Kirchen-Umwidmung: "Emotional schwieriger Prozess"

Kirchenraum in der Evangelischen Kirche Gemarke

Kirchen-Umwidmung: "Emotional schwieriger Prozess"

  • Über 1.000 Kirchen in NRW sollen demnächst umgewidmet werden
  • Das ist für die Gemeinden eine Herausforderung
  • Architekt Jörg Beste aus Köln weiß, worauf zu achten ist

Bis 2030 könnte rund ein Viertel der 6.000 Kirchen in NRW außer Dienst gestellt werden. Das besagt eine Prognose der Landesinitiative Stadt-Bau-Kultur NRW 2020.

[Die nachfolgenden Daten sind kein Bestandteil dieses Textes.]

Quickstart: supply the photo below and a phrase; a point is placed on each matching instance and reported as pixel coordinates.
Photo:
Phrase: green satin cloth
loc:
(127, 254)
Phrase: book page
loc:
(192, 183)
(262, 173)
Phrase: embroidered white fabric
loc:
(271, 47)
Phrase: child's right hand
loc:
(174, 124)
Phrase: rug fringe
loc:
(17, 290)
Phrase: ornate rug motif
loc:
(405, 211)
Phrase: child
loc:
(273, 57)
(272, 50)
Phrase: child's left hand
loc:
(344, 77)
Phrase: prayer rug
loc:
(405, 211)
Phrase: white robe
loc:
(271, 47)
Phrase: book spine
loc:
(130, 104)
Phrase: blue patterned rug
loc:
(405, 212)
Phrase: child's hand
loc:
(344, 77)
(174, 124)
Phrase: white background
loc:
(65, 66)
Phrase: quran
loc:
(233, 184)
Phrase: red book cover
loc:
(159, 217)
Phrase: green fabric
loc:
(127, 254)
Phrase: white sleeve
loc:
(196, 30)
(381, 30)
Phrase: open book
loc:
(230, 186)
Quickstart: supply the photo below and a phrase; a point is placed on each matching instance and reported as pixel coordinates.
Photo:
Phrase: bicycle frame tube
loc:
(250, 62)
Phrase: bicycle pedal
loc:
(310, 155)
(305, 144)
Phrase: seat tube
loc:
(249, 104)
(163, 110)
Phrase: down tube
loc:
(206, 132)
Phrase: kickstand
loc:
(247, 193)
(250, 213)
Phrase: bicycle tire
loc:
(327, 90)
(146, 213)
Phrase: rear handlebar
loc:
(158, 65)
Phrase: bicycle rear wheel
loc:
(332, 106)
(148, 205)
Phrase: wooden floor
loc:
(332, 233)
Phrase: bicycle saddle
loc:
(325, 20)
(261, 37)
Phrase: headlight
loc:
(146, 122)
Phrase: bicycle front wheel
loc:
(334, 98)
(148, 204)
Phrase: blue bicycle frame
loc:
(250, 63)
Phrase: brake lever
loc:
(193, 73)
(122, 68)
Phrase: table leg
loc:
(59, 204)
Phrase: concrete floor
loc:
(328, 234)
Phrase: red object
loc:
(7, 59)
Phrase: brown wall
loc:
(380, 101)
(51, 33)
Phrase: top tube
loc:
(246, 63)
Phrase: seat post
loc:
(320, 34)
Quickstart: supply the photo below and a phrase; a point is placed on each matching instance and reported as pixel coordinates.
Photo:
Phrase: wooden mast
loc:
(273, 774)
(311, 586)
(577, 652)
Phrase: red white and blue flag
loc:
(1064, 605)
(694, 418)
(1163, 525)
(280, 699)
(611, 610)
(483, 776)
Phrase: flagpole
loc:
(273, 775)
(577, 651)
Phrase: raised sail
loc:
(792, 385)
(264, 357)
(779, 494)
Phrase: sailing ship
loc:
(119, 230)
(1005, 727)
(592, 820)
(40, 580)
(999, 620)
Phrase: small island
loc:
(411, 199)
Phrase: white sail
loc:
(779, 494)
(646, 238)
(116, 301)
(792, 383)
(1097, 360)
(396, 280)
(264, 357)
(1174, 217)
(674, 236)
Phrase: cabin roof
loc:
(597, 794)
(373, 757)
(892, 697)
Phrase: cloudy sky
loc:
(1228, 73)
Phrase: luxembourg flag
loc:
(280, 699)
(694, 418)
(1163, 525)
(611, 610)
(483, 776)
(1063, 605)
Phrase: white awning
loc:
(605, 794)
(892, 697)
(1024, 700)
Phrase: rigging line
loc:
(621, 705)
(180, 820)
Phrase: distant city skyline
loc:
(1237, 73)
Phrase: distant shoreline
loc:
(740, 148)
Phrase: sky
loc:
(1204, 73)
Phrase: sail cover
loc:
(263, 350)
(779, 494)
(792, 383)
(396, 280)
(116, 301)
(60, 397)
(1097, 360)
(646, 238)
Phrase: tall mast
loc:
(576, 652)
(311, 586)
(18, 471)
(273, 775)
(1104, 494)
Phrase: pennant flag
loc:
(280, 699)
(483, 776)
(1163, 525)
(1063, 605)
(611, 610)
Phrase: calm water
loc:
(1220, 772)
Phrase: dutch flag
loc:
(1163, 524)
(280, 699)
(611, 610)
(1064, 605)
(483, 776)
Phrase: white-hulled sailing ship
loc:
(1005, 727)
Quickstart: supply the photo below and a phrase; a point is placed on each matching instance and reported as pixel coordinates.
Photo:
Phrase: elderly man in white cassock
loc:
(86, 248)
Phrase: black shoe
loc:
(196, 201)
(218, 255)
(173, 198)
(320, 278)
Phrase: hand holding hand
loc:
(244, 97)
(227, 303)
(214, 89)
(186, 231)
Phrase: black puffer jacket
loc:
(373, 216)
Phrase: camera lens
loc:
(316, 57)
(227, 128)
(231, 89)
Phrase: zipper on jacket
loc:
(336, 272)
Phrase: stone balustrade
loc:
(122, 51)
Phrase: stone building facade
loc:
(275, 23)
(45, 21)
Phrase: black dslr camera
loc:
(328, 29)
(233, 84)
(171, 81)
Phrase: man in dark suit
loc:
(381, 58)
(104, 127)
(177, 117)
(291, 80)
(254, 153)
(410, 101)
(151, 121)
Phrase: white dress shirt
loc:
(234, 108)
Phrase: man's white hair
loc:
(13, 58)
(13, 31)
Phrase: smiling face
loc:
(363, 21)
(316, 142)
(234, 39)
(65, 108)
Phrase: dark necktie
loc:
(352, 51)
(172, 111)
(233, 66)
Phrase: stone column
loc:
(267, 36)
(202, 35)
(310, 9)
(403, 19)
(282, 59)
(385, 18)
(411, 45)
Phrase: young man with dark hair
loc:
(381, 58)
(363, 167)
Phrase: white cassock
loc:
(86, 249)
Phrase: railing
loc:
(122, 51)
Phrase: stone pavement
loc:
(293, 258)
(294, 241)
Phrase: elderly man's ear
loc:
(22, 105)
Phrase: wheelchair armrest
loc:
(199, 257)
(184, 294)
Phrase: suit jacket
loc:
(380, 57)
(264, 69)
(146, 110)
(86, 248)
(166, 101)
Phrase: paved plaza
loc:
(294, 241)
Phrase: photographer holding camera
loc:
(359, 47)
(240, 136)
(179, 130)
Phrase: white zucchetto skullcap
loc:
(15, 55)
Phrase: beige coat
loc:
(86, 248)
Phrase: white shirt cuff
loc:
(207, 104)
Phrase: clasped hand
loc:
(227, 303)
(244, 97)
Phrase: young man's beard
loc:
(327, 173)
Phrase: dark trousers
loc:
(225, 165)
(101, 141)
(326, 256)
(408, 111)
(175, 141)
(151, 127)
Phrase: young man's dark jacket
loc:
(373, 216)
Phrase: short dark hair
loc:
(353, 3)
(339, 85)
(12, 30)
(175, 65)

Zu den Fachleuten, die mit der Landesinitiative zusammenarbeiten, gehört auch Architekt und Berater Jörg Beste aus Köln. Er berät Gemeinden, die ihre Kirche umwidmen.

WDR: Herr Beste, wann wenden sich Gemeinde überhaupt an Sie?

Jörg Beste

Architekt Jörg Beste

Jörg Beste: Häufig sprechen mich Gemeinden an, die mit der Situation alleine überfordert sind. Die meisten trifft die Problematik, eine Kirche umwandeln zu müssen, zum ersten Mal.

Die Verantwortlichen engagieren sich - bis auf wenige - ehrenamtlich in ihrer Gemeinde. Und zwar nicht, um eine Kirche umzuwidmen. Das ist für sie eine ungewohnte Anforderung, die dann auch noch häufig mit einem schmerzlichen Verlust zu tun hat.

WDR: Was genau sind Ihre Aufgaben?

Beste: Bevor passende Ideen für die Umnutzung gefunden werden können, analysiere ich die Situation der Gemeinde. Wie hat und wird sie sich entwickeln? Dann schaue ich mir das städtebauliche und soziale Umfeld an – und Prognosen zur Bevölkerungsentwicklung.

Weitere Fragen sind, ob das Gebäude unter Denkmalschutz steht und wie die Gebäudestruktur aussieht. Reicht die Belichtung beispielsweise aus, damit es als Wohn- oder Arbeitsbereich genutzt werden kann?

Ist die Analyse abgeschlossen, können wir Ideen für eine sinnvolle Umnutzung entwickeln. Die besten Ideen helfen einem allerdings nicht, wenn man keinen Interessenten findet. Das ist der zweite Schritt.

WDR: Wie finden Sie potentielle Käufer für Kirchengebäude?

Beste: Häufig spricht man dann Organisationen wie die Caritas und Diakonie zuerst an. Ist keine gemeinsame Einrichtung möglich, wendet man sich Institutionen aus der Umgebung wie Schulen oder Betriebe.

Eins ist in jedem Fall wichtig: Dass die Gemeinde versucht, sich zu einem Zeitpunkt mit der Zukunft einer Kirche zu beschäftigen, an dem sie noch Gestaltungsspielräume hat.

Hierfür sollte sie möglichst nicht bereits alle Gebäude und Flächen außer der Kirche verkauft haben.

WDR: Gibt es Situationen, in denen Umwidmungen besonders schwierig sind?

Beste: Schwierig wird es immer dann, wenn es zwei Gemeindestandorte mit zwei gleichwertigen Kirchengebäuden gibt. Dadurch entstehen in einer Gemeinde schnell Parteien, die sich für die eine oder die andere Kirche aussprechen.

Dann folgt ein sehr emotionaler Prozess, bei dem man nicht alle zufriedenstellen kann. Am Ende ist es schwierig, zu vermeiden, dass eine Partei als Verlierer dasteht.

Die Fragen stellte Claudia Wiggenbröker.